VX-770 is a CFTR modulator, designed to correct the function of a defective protein made by the CF gene. About four percent of patients with cystic fibrosis carry at least one copy of a mutation called G551D which causes impaired chloride transport in the lungs, resulting in the accumulation of sticky mucus. It is the second most common mutation among CF patients.
In the trial called STRIVE, 83 patients aged 12 and older with the G551D mutation were assigned to take oral VX-770 twice daily. Seventy-eight patients were given a placebo. Baseline FEV1 was 63.5% of the predicted value in the experimental group and 63.7% in the control group. FEV stands for forced expiratory volume and it is an important measure of pulmonary function.
Patients who took VX-770 showed a marked improvement in lung function at 24 weeks. FEV1 improved by an absolute 10.6% compared to the patients on the placebo. This improvement was sustained for the duration of the 48-week trial.
The patients were also 55% less likely to have a pulmonary exacerbation, had significant reductions in sweat chloride (a marker of improved CFTR function), and gained an average of 6.8 pounds. Patients also reported fewer respiratory symptoms.
Common adverse events in the VX-770 group included headache, upper respiratory tract infections, nasal congestion, rash, dizziness, and bacteria in the sputum.
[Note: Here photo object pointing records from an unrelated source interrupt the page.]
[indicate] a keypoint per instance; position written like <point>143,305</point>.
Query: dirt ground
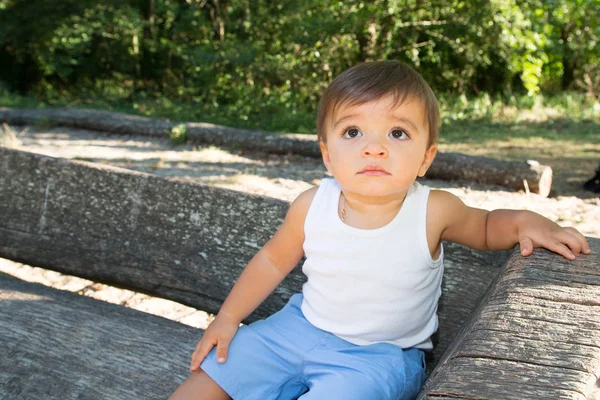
<point>282,177</point>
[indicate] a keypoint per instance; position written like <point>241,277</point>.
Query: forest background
<point>263,64</point>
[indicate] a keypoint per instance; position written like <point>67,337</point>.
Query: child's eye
<point>399,134</point>
<point>352,133</point>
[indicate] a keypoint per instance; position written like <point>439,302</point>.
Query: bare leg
<point>199,386</point>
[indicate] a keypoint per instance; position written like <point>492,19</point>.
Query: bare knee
<point>199,386</point>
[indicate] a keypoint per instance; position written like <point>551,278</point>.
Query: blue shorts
<point>286,357</point>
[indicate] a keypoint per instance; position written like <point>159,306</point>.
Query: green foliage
<point>265,63</point>
<point>178,134</point>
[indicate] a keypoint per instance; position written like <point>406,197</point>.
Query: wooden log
<point>8,137</point>
<point>528,175</point>
<point>535,335</point>
<point>182,241</point>
<point>59,345</point>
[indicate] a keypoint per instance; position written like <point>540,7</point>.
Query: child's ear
<point>325,155</point>
<point>428,159</point>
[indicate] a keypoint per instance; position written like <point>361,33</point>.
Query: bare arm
<point>261,276</point>
<point>499,229</point>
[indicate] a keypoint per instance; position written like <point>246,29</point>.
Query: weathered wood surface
<point>535,335</point>
<point>59,345</point>
<point>182,241</point>
<point>447,166</point>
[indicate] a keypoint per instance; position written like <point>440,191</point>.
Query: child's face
<point>376,149</point>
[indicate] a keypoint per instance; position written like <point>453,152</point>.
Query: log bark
<point>182,241</point>
<point>59,345</point>
<point>535,334</point>
<point>528,175</point>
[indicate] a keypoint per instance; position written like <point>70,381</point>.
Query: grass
<point>508,127</point>
<point>562,131</point>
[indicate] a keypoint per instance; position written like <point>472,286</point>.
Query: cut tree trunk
<point>527,175</point>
“These results are highly encouraging. They provide scientific evidence that support our long-standing belief that targeting the underlying defect of CF may have a profound effect on the disease,” said Robert J. Beall, Ph.D., president and CEO of the Cystic Fibrosis Foundation. “The results also offer significant hope that a similar approach to treatment may help the majority of patients living with CF.”
Vertex Pharmaceuticals is also conducted two other studies with VX-770. The DISCOVER trial, in Phase II, is assessing safety and effectiveness in patients with the most common cystic fibrosis mutation, ΔF508. The ENVISION study is ongoing in children ages 6 to 11 with the G551D mutation.
The company plans to submit a New Drug Application for VX-770 to the US Food and Drug Administration (FDA) in the second half of 2011. Generally, it takes the FDA between 6 to 12 months to review and rule on an application.